Millie ging; Madeline wandte sich Melrose zu. »Ihr Freund, Superintendent Jury, hat gesagt, daß Sie ab und zu mal einen Job annehmen, der Ihren Interessen entspricht.«
Aha, Plant, der Penner, der in ausgebeulten Hosen herumschlurfte und Philodendronableger hätschelte oder in Mülltonnen wühlte. Ihm wäre, wenn schon keine noblere, so doch wenigstens eine geheimnisvollere Tarnung lieber gewesen ... und jetzt sagte sie irgendwas von »exzentrisch«, hob eine Augenbraue, lächelte, als ob sie, Melrose und der Superintendent ein Geheimnis teilten.
Exzentrisch. Er war versucht, den Lampenschirm mit den Seidenfransen zu nehmen und ihn sich auf den Kopf zu setzen.
»Wir kennen uns schon lange.«
»Ja. Der Job ist leider nicht für lange. Es hängt natürlich davon ab, wie schnell Sie das Katalogisieren schaffen. Aber da Sie ja als Bibliothekar gearbeitet haben, wenn ich richtig informiert bin, sollte das kein Problem sein.«
Ein exzentrischer Bibliothekar mit abgelatschten Absätzen. »Nicht sehr lange.«
»Ich hoffe, daß wir alles zu Ihrer Zufriedenheit einrichten können. Sie können gern im Tarn House wohnen, aber wenn es Ihnen lieber ist, kann ich Ihnen auch ein Zimmer im Dorf besorgen. Meines Wissens vermietet das Pub The Old Contemptibles Fremdenzimmer.«
»Ich würde weitaus lieber hier im Haus wohnen.« Er rieb sich mit der Hand das Knie. »Bin ein bißchen lahm auf einem Bein, deshalb vermeide ich es, allzuviel zu laufen.« Das Auto hatte er ganz vergessen.

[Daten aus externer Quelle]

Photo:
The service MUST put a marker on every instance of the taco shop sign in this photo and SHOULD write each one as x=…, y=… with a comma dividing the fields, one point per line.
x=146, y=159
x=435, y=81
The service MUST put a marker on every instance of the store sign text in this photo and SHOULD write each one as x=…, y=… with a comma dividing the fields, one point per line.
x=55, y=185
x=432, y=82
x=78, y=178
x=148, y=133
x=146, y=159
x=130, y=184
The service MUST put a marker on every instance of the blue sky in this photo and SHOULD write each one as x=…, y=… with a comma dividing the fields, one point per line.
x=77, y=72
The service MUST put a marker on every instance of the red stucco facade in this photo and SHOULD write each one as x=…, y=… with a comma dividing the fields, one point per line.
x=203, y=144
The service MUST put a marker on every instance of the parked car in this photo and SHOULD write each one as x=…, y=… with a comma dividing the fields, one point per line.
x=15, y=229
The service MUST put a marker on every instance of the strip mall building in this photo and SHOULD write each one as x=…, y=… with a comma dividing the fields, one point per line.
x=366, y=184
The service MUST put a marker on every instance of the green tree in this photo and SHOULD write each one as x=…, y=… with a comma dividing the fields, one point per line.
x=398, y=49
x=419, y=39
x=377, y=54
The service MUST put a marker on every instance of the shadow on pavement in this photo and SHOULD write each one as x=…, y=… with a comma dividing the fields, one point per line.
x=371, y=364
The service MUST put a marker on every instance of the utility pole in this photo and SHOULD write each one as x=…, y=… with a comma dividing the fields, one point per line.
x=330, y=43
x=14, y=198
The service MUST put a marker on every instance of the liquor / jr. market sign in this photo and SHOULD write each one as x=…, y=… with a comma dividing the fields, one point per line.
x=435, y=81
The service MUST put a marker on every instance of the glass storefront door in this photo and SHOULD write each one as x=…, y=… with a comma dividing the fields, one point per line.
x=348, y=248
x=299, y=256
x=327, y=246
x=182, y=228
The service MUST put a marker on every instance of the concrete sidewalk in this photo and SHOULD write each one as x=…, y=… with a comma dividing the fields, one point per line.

Sie sah an ihm herunter und runzelte die Stirn. »Ist mir gar nicht aufgefallen.«
»Kommt und geht.« Er wollte von wackligen Beinen abkommen und interessantere Pfade beschreiten, deshalb nahm er ein Foto zur Hand und wartete auf ihren Kommentar. Aber sie ging zum Kamin und ergriff eine Figur aus Staffordshire-Porzellan, einen Schäfer, der sich an seinen Stab lehnte. Den sah sie mit ausdrucksloser Miene an, vielleicht war ihr gar nicht bewußt, daß sie ihn in der Hand hielt. Sie hatte andere Dinge im Kopf.
»Darf ich?« Als sie sich umwandte, deutete Melrose auf einen von zwei Queen-Anne-Ledersesseln, die zu beiden Seiten des Tisches mit dem Silbertablett standen.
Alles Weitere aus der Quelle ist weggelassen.